NTSC, Short for National Television System Committee. The NTSC is responsible for setting television and video standards in the United States (in Europe and the rest of the world, the dominant television standards are PAL and SECAM). The NTSC standard for television defines a composite video signal with a refresh rate of 60 half-frames (interlaced) per second. Each frame contains 525 lines and can contain 16 million different colors.
The NTSC standard is incompatible with most computer video standards, which generally use RGB video signals. However, you can insert special video adapters into your computer that convert NTSC signals into computer video signals and vice versa.
Europe and most of the world use PAL, while China and most of the far east use SECAM, however Japan is NTSC. I should also point out that PAL is 25fps. DVD regions can be set for the following:
1: U.S., Canada, U.S. Territories
2: Japan, Europe, South Africa, and Middle East (including Egypt)
3: Southeast Asia and East Asia (including Hong Kong)
4: Australia, New Zealand, Pacific Islands, Central America, Mexico, South America, and the Caribbean
5: Eastern Europe (Former Soviet Union), Indian subcontinent, Africa, North Korea, and Mongolia
6: China
7: Reserved
8: Special international venues (airplanes, cruise ships, etc.)

Hope this helps!

- Devin

Graham Jones August 4th, 2005 03:19 AM

Thanks - I won't use region coding then. I mistakenly thought coding it Region 1 might make it play in the states. I will leave region code at 0. Just have to deal with the PAL problem now. I hear many DVD players in the states are okay with PAL? But I'm interested you say:

'you can insert special video adapters into your computer that convert NTSC signals into computer video signals and vice versa.'

Is it software or hardware?

Graham

Graham Jones August 4th, 2005 03:42 AM

To give you some more info about my route, it's JVC PD1 - NLE - MPEG 2 - TMPGENC - DVD. Like I say, I'm just worried that the DVD won't play on an American DVD players... need to send it to some people in the states.

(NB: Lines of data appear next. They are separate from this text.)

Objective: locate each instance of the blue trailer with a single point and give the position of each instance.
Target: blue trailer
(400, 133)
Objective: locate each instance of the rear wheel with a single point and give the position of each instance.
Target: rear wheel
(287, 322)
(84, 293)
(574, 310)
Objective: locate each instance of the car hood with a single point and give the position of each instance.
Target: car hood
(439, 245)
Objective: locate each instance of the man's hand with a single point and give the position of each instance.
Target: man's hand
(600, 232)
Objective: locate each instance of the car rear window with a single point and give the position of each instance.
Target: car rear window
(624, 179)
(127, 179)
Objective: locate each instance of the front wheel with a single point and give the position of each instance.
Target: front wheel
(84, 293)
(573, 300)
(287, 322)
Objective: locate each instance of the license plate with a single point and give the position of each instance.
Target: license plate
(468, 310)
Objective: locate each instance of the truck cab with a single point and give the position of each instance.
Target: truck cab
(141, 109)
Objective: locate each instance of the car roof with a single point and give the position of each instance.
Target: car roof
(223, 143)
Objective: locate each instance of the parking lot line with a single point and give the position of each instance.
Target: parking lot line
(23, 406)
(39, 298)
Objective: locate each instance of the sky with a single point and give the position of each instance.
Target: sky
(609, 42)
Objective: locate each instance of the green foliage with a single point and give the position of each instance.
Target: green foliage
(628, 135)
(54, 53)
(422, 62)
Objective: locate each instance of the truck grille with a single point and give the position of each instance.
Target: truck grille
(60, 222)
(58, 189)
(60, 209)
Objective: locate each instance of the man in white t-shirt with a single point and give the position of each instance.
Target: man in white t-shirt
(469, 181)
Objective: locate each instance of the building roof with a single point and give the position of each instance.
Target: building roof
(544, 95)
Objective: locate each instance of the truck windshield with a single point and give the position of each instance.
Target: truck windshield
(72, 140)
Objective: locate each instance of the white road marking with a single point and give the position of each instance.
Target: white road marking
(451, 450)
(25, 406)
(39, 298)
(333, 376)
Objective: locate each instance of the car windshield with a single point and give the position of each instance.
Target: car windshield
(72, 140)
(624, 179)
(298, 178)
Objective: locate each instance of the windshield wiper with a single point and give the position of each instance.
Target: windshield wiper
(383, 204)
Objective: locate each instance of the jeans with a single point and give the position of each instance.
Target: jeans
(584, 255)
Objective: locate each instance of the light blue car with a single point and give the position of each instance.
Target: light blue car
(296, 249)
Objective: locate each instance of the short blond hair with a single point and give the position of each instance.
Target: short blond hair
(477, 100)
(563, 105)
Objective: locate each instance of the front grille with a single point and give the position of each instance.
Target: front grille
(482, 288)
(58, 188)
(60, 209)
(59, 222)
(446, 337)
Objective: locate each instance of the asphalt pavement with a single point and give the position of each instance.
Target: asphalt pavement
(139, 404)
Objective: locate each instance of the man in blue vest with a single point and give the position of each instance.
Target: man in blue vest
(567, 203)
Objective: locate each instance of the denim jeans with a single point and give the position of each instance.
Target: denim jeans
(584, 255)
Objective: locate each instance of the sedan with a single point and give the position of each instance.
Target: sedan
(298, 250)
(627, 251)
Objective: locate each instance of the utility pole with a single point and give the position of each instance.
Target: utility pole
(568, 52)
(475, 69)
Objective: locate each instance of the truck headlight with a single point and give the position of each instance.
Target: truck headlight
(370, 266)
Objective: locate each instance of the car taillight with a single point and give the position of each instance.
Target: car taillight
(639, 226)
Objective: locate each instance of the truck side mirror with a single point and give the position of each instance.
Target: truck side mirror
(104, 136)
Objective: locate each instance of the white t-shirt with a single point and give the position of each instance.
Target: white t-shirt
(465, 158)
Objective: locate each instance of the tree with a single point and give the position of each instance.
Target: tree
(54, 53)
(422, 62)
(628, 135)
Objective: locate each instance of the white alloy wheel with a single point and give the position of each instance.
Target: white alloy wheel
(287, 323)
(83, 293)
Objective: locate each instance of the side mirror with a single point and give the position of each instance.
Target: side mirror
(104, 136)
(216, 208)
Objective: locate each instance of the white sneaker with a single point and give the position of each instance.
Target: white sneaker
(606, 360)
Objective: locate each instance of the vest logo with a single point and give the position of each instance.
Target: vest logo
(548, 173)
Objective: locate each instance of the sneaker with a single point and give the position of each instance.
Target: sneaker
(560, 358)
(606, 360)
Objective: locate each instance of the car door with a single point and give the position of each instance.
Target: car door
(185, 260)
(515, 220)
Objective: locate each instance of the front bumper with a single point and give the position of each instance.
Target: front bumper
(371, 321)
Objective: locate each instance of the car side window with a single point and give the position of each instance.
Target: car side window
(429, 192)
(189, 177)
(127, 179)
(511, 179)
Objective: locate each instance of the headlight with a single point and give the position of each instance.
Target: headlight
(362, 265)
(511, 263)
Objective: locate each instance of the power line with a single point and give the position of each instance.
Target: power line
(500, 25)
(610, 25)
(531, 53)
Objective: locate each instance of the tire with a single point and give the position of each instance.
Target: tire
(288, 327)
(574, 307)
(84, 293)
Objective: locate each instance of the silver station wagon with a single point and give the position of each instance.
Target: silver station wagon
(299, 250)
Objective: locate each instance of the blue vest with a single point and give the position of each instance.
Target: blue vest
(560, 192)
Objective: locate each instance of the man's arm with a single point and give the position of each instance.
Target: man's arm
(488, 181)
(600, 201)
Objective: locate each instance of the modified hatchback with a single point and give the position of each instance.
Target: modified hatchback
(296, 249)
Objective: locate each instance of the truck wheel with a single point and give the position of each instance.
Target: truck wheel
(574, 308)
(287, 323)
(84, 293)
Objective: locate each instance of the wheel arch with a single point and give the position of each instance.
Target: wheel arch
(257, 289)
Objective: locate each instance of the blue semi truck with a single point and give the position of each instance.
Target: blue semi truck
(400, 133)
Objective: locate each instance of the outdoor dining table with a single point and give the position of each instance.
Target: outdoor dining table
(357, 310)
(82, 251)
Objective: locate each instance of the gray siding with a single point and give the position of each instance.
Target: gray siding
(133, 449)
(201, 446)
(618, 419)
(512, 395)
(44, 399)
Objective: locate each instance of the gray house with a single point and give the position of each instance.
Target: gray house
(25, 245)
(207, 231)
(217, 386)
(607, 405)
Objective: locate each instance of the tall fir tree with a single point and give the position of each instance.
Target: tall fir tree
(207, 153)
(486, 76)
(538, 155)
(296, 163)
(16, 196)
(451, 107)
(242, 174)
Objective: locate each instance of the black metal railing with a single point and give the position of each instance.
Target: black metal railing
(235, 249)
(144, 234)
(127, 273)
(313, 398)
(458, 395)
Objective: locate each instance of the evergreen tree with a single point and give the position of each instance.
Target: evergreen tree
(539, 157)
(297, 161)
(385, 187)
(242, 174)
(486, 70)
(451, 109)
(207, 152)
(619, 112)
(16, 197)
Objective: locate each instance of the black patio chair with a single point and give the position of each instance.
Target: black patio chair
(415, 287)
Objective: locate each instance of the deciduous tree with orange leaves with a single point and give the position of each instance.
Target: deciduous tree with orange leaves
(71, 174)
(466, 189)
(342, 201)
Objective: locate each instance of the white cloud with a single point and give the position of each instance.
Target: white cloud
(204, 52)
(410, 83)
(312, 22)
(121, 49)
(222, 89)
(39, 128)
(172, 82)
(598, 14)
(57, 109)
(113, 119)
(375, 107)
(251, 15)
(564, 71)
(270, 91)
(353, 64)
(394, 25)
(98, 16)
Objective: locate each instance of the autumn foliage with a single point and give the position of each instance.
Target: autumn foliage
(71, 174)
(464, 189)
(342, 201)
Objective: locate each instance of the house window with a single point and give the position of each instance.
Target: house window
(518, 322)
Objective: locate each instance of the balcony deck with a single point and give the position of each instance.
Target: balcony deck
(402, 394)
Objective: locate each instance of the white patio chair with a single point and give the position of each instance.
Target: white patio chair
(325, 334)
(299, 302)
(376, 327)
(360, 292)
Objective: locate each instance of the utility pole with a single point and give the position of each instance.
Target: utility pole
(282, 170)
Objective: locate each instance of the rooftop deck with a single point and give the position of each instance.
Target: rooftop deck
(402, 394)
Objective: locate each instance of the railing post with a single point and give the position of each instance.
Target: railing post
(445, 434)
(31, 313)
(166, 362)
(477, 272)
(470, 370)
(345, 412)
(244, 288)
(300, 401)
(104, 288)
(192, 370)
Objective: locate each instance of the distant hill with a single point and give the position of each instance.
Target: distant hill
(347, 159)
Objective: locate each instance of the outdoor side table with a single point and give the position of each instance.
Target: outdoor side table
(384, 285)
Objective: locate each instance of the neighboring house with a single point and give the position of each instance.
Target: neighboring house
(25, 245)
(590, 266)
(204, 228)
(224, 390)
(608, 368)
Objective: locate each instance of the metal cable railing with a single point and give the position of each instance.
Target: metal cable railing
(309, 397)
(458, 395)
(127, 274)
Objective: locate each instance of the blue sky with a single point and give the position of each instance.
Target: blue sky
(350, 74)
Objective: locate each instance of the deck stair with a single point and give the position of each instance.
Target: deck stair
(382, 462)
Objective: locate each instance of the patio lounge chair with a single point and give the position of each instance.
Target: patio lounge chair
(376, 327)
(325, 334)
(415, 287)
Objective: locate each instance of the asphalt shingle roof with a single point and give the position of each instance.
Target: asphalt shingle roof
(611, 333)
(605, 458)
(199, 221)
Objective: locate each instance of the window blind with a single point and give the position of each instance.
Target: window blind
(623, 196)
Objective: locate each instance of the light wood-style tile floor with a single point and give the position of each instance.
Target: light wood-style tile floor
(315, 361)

A few years ago a friend of mine took a PAL 0 DVD I had made and had no problem watching it in the US on standalone DVD players, so this is part of the reason I am unsure about all this!

Thanks for any input anyone can chip in.

Boyd Ostroff August 4th, 2005 05:23 AM

This thread may be of interest...

http://www.dvinfo.net/conf/showthread.php?t=47890

Dan Euritt August 4th, 2005 01:29 PM

as i remember it, the main point here is that the burnable dvd standards(dvd-r, dvd+r, etc.) do not allow for region encoding as part of their standards... so desktop dvd players simply do not recognize it, even when you tell your dvd authoring app to set it.

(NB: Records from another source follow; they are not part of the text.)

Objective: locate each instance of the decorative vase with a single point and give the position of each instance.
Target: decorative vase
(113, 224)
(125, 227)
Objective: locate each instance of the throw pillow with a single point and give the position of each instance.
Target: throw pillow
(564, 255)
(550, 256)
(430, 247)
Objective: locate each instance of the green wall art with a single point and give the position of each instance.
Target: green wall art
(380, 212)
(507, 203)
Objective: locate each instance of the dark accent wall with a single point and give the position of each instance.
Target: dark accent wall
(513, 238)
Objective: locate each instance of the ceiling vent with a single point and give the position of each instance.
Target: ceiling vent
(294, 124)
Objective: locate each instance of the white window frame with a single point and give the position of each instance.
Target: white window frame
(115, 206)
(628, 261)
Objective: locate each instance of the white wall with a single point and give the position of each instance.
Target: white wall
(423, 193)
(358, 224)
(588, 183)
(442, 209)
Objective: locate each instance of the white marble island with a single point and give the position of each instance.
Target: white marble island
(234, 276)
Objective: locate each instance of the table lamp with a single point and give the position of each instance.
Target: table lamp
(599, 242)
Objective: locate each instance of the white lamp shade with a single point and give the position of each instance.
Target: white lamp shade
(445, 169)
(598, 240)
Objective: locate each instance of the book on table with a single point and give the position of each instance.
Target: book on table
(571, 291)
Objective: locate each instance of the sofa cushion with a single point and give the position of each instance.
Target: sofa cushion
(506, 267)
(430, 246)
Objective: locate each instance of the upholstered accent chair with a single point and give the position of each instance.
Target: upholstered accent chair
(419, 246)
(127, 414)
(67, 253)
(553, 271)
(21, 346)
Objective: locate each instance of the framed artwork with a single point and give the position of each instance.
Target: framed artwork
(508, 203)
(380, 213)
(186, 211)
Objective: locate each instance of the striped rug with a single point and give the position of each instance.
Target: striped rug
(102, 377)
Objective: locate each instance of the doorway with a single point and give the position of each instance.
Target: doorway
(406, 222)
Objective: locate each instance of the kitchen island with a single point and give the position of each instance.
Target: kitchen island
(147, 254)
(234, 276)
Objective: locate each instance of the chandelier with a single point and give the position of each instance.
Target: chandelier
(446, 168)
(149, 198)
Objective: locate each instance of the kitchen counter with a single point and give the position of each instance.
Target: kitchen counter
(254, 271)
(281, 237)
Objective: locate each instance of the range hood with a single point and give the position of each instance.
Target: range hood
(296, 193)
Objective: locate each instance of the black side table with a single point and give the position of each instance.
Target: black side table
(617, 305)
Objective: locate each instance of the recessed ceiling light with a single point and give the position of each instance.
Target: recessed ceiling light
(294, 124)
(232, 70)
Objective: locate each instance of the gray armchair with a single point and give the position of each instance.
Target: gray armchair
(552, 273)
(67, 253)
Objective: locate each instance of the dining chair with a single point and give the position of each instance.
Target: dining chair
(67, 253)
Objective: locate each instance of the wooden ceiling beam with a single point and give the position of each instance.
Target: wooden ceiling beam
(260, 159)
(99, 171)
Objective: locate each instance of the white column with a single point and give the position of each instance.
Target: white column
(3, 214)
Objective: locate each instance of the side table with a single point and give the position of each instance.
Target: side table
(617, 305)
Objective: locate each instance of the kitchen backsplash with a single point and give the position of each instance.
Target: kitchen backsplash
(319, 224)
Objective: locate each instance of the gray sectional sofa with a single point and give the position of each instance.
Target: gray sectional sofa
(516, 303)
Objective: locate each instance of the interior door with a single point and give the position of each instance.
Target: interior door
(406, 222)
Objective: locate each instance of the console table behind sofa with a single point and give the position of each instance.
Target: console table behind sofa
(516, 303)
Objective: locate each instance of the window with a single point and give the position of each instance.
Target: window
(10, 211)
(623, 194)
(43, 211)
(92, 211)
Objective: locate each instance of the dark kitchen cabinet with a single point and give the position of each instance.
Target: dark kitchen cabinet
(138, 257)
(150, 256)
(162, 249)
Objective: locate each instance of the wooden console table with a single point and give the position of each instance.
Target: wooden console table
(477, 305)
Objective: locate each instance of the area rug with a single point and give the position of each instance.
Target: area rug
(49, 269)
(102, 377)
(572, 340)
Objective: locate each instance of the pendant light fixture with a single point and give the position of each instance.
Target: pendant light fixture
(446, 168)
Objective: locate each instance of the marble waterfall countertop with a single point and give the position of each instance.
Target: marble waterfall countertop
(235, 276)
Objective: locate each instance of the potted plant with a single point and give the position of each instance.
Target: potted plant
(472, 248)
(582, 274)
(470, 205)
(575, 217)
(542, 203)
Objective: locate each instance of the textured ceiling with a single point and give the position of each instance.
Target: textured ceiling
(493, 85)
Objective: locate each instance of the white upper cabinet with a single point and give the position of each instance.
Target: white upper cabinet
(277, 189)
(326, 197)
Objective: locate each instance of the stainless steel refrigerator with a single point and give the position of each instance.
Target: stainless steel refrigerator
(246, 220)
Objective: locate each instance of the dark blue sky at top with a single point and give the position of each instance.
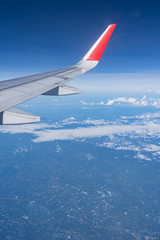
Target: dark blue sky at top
(38, 36)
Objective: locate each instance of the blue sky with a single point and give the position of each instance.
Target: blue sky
(38, 36)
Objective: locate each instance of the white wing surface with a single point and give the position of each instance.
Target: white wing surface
(16, 91)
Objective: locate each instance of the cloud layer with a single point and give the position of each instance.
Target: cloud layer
(136, 133)
(142, 102)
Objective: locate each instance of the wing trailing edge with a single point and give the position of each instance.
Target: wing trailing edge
(16, 91)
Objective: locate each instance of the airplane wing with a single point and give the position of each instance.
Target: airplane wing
(16, 91)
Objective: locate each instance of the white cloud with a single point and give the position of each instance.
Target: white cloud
(134, 135)
(142, 102)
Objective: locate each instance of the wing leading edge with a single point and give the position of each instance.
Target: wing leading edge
(16, 91)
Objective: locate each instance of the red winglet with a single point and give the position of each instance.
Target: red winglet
(98, 48)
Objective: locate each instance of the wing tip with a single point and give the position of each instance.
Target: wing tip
(95, 53)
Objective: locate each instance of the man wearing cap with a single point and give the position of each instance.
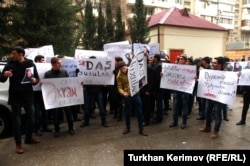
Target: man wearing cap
(124, 90)
(21, 95)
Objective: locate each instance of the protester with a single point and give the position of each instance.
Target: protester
(92, 94)
(41, 115)
(157, 91)
(115, 99)
(214, 105)
(124, 90)
(21, 95)
(180, 97)
(57, 72)
(205, 64)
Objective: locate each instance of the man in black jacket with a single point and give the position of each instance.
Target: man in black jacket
(20, 95)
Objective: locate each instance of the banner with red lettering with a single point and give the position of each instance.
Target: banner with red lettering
(178, 77)
(137, 73)
(218, 85)
(61, 92)
(96, 71)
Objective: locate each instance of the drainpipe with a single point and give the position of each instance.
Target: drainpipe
(158, 29)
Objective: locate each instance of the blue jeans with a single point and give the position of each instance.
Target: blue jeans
(135, 101)
(41, 115)
(89, 99)
(16, 118)
(56, 113)
(159, 104)
(225, 109)
(202, 107)
(217, 108)
(180, 98)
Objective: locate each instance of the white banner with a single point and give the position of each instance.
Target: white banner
(41, 69)
(137, 73)
(46, 51)
(153, 48)
(61, 92)
(119, 50)
(70, 65)
(97, 71)
(79, 54)
(178, 77)
(218, 85)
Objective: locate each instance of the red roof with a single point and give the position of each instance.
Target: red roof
(180, 17)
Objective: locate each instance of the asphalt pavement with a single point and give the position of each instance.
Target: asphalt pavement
(99, 146)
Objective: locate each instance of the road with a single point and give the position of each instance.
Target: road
(99, 146)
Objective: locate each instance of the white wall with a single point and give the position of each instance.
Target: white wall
(195, 42)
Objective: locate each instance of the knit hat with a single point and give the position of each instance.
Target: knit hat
(121, 64)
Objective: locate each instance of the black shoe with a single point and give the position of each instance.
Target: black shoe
(71, 132)
(157, 121)
(173, 124)
(56, 134)
(38, 133)
(200, 118)
(77, 119)
(84, 124)
(47, 130)
(105, 124)
(146, 124)
(240, 123)
(183, 126)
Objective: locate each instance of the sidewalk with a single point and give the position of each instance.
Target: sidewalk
(99, 146)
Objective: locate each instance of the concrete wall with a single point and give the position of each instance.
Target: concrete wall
(238, 54)
(194, 42)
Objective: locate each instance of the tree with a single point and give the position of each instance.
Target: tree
(139, 30)
(109, 23)
(10, 20)
(89, 27)
(120, 26)
(49, 22)
(100, 38)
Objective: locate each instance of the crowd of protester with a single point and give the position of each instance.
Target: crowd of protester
(149, 104)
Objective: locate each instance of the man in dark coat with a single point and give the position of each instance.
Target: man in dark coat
(20, 95)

Graham Jones August 4th, 2005 01:51 PM

Anyway, I've found a way that works for me.

In TMPGEnc 3.0 XPress you can drag and drop an Mpeg2 file, even an Mpeg2 TS file into the window and immediately have the option of encoding as NTSC DVD - as well as many other encoding options.

I did a test and then ran the test through TMPGEnc DVD Author 1.6 and, sure enough, that latter app recognised it as NTSC frame rate and pixels..

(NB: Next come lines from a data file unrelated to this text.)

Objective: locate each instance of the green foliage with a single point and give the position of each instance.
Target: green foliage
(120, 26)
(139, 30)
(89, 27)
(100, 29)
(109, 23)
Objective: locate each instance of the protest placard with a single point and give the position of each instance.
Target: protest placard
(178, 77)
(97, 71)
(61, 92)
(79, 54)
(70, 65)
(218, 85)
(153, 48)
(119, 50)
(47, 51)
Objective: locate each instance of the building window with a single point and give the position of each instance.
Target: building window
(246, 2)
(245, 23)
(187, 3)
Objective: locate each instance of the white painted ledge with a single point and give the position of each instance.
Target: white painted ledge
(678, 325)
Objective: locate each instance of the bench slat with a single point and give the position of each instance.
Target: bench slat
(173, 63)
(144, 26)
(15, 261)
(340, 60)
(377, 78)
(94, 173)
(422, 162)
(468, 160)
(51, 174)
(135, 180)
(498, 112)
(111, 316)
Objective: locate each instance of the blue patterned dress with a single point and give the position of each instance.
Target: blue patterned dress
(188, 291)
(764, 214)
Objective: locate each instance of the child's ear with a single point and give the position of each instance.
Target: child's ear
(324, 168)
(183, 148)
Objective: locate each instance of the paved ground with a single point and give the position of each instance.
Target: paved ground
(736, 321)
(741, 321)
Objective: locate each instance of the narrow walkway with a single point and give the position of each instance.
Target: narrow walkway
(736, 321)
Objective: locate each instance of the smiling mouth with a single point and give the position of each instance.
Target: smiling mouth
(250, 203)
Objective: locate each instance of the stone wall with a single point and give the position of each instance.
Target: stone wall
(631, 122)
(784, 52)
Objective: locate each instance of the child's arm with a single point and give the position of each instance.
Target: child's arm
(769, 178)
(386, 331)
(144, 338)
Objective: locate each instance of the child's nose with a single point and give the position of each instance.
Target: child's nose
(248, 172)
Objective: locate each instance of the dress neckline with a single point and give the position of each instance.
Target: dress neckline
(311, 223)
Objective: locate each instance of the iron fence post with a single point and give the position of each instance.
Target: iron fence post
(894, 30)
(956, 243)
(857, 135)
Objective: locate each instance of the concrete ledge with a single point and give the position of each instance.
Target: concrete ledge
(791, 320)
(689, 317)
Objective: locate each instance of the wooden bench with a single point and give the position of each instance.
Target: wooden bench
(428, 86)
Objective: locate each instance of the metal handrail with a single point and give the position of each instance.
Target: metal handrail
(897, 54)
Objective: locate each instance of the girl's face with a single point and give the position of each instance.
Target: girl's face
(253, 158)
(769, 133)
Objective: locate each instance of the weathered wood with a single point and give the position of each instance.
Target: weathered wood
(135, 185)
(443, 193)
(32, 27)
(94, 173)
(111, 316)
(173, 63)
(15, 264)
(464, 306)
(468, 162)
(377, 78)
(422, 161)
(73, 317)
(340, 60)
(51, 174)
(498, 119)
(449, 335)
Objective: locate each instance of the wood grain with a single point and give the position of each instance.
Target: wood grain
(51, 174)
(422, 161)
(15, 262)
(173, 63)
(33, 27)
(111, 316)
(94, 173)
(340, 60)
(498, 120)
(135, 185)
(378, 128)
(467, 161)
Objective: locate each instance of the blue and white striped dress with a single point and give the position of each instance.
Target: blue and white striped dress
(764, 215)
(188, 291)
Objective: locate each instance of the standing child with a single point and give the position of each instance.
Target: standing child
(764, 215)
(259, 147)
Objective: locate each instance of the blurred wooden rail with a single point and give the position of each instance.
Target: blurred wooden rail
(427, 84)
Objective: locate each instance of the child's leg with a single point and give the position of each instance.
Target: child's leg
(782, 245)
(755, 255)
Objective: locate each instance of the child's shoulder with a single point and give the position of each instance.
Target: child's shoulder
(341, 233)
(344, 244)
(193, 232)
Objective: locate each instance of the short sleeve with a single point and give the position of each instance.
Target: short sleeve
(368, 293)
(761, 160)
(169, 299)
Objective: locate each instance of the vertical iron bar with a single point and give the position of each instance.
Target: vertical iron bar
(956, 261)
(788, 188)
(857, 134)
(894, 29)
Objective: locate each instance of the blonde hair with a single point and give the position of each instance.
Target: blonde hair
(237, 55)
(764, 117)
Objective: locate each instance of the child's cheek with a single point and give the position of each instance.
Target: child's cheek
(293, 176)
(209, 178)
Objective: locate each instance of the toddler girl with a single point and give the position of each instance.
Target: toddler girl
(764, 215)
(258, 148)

Doesn't look too bad either. I was expecting worse image degradation and this is just to show a bunch of people in the States..

Thanks again.

Boyd Ostroff August 4th, 2005 01:52 PM

Quote:

Originally Posted by Graham Jones Senior
I mistakenly thought coding it Region 1 might make it play in the states.

Actually I think Graham stated the main point... Region codes don't "make something play." They do the opposite - they prevent it from playing in other regions.